Momentum is one of the most popular ways to trade the capital markets. Momentum describes the acceleration and deceleration of a security. Think about a train, slowing building speed down the tracks. Momentum is accelerating until the train reaches it top speed. Now imaging there was an indicator that you could use that told you when acceleration was reaching it maximum. Well there is, and it’s called the moving average convergence divergence index.
The MACD measures momentum, and describes when acceleration is reaching its potential, which will allow you to enter a trend when a security begins to accelerate either higher or lower. It also tells you momentum is beginning to decelerate.
The MACD measures momentum by evaluating the different between 2-exponetial moving averages. A moving average is an average where you calculate the average for a specific period and when you add another data point, you drop the earliest data points.

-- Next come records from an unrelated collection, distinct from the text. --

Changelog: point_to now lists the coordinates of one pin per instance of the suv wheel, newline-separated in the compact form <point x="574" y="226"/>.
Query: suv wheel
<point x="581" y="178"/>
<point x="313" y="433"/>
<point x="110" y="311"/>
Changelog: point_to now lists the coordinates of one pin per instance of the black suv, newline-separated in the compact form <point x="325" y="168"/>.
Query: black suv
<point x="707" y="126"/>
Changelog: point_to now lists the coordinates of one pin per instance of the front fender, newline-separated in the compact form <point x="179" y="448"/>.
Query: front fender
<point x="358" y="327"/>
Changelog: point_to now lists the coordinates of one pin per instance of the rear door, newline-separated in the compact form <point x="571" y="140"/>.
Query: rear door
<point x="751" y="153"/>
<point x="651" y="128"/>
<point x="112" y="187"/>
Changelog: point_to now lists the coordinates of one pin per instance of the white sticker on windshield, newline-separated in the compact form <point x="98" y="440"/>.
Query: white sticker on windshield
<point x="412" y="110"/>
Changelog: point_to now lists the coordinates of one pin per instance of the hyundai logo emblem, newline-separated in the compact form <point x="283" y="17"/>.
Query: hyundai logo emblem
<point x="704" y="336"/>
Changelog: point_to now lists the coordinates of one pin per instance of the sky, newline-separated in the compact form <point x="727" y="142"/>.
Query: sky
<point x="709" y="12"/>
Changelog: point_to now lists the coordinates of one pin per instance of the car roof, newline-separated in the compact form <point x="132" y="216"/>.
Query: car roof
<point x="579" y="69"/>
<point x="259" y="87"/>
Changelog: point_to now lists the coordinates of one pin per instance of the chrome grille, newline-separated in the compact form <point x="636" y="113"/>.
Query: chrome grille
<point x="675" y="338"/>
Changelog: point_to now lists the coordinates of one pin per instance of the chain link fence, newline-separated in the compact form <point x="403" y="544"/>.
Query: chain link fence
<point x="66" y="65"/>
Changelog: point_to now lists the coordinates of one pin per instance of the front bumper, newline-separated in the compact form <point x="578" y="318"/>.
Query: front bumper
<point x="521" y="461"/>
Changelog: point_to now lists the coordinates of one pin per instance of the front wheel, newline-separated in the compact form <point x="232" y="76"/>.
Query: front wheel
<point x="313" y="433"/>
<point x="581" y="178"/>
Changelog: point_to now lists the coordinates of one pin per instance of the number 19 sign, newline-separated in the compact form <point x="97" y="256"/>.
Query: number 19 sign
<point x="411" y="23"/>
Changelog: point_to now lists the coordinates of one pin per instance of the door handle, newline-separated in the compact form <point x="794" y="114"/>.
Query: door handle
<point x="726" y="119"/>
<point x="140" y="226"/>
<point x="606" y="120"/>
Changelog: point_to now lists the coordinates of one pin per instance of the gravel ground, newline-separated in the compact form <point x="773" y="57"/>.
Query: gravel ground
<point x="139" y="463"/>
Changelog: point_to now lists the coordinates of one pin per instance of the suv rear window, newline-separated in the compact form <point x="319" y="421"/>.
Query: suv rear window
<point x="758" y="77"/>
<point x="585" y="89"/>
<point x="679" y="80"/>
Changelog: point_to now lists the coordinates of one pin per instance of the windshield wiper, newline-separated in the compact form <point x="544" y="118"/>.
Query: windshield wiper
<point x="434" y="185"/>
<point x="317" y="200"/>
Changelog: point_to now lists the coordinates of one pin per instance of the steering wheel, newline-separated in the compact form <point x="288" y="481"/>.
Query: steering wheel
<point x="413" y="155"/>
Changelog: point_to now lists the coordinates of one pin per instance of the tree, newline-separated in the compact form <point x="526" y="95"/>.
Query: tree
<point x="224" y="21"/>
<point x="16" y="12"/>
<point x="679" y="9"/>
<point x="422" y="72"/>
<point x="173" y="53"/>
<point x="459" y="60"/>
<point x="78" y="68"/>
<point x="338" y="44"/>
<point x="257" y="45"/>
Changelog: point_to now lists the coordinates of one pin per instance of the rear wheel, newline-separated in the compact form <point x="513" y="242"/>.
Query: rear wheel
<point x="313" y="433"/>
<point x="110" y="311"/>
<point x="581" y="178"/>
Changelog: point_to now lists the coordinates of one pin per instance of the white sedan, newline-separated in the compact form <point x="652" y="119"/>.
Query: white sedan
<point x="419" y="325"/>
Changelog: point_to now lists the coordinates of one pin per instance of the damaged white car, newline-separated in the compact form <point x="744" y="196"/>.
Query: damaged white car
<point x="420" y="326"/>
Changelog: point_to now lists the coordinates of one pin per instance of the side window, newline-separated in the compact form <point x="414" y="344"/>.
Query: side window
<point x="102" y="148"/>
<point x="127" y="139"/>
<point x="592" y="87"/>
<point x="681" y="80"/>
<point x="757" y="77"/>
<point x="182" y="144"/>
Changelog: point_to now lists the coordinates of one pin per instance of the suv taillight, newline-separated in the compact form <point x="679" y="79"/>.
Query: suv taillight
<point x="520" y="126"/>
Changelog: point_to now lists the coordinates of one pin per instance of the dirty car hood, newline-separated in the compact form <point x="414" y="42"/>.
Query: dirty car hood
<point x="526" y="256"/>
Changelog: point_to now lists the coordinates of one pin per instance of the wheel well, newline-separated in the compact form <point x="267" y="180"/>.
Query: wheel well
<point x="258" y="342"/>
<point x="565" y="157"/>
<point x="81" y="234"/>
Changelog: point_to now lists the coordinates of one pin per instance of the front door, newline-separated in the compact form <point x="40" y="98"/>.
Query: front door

For example, a 5-day moving average is calculated by averaging the last 5-days. On day six, the first day is dropped from the calculation of the average.
How the MACD is Calculated
The MACD is calculated by creating a signal line and an index line. The MACD index is the 12-day exponential moving average minus the 26-day moving average. The signal line of the MACD is the 9-day moving average of the signal line. A buy signal is created when the MACD index crosses above the signal line and a sell signal is generated when the MACD line crosses below the signal line.